Il y a un certain courage, chez Atom Egoyan, alors qu'il sait que son âge le place maintenant dans la dizaine à partir de laquelle les suivantes vont se mettre à peser de plus en plus lourdement, à se confronter ainsi à la représentation de mâles déclinants et ne cessant de prendre la mesure de leurs nouvelles impuissances.
Un grand vieillard, Christopher Plummer, portant encore beau mais arborant un cerveau miné par les oublis de mémoire, se retrouve ainsi lancé, télécommandé par un autre - superbe Martin Landau - cloué dans un fauteuil roulant, à la poursuite du criminel nazi qui, à Auschwitz, aurait exterminé sa famille. Son récent veuvage le dégageant de toute contrainte, il peut ainsi se lancer dans cette quête à travers les États-Unis, où Otto Wallisch est censé se dissimuler sous le nom de Rudy Kurlander.

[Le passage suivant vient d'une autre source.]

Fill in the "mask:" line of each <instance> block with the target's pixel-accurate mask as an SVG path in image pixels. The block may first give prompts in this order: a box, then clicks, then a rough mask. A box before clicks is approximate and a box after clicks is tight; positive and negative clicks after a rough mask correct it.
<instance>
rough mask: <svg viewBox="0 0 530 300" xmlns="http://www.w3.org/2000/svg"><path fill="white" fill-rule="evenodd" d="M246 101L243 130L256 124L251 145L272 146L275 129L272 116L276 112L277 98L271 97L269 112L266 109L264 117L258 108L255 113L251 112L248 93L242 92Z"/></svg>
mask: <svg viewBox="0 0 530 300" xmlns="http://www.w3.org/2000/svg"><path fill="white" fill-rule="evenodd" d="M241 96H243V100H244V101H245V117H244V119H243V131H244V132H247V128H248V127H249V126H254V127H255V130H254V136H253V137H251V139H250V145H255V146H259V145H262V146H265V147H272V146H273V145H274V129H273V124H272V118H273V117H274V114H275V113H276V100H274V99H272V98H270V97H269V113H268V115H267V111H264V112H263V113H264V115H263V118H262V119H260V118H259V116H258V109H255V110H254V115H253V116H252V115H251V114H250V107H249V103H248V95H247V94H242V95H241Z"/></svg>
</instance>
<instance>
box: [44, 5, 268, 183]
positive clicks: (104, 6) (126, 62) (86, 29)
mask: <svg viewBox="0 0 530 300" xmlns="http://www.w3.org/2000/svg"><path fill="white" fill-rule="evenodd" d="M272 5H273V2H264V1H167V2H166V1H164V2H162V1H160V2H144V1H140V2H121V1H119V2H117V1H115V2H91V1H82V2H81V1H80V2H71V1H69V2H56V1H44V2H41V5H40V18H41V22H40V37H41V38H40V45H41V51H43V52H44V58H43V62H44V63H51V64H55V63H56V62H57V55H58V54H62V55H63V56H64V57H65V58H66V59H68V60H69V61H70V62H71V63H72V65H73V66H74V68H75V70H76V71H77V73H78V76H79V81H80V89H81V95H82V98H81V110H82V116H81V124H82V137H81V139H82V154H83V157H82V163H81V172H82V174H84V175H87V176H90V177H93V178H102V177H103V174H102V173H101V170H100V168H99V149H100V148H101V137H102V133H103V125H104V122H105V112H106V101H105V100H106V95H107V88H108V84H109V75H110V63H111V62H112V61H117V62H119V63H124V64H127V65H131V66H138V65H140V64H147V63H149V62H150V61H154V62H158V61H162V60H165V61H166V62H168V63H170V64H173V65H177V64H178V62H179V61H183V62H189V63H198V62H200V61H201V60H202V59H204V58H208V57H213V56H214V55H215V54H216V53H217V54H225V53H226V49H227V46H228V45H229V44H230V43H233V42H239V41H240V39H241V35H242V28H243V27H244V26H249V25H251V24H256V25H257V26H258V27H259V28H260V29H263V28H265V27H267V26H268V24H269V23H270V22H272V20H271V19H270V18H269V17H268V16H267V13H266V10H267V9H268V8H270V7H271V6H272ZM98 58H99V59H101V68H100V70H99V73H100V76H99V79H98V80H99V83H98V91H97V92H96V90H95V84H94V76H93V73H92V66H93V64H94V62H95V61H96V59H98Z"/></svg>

Liste en main - ce Rudy a des homonymes -, Zev Guttman effectue tout un périple, qui le mène ainsi de rencontre en rencontre. Ici se déploient tout le talent et tout l'humour d'Egoyan, à travers les formes généralement imprévisibles que prennent ces rencontres, dont chacune est supposée pouvoir se révéler ultime pour celui qui accueille le vengeur armé d'un dehors bien inoffensif : entretiens déroutants, drôles, saugrenus, émouvants, voire poignants d'humanité en détresse se succèdent ainsi, mettant en contact des êtres ayant atteint un âge auquel mensonge et dissimulation n'auraient plus grand sens.
Après plusieurs de ces rencontres, plutôt placées sous le signe d'une certaine douceur, l'une va faire se dresser les deux octogénaires comme deux vieux cerfs l'un contre l'autre, en une très belle scène d'affrontement, au cours de laquelle la faiblesse des protagonistes n'en sera paradoxalement que plus grandiose. Peut-être parce qu'une efficacité redoutable est d'autant plus nécessaire que le combattant sait que ses forces ne le serviront pas longtemps ; peut-être parce que la panique peut permettre un ajustement d'autant plus féroce qu'il est moins réfléchi... Indéniablement, une grande vérité est ici atteinte, concernant les capacités de résistance de l'humain, son imputrescible réflexe de vie.
Après tant d'acuité et d'audace dans le regard, on regrette d'autant plus que la scène finale procède à un dévoilement en forme de coup de théâtre - du genre de ceux qu'affectionne tant le cinéma américain, cf. Shutter Island -, qui précipite le film dans l'artifice peu crédible et, au bout du compte, la solution de facilité, la pirouette d'esquive... Il n'empêche. Même si ces grands vieillards n'ont pas eu "une belle fin", le film a osé, par moments, une fine réflexion sur le grand âge et sur l'inscription du passé.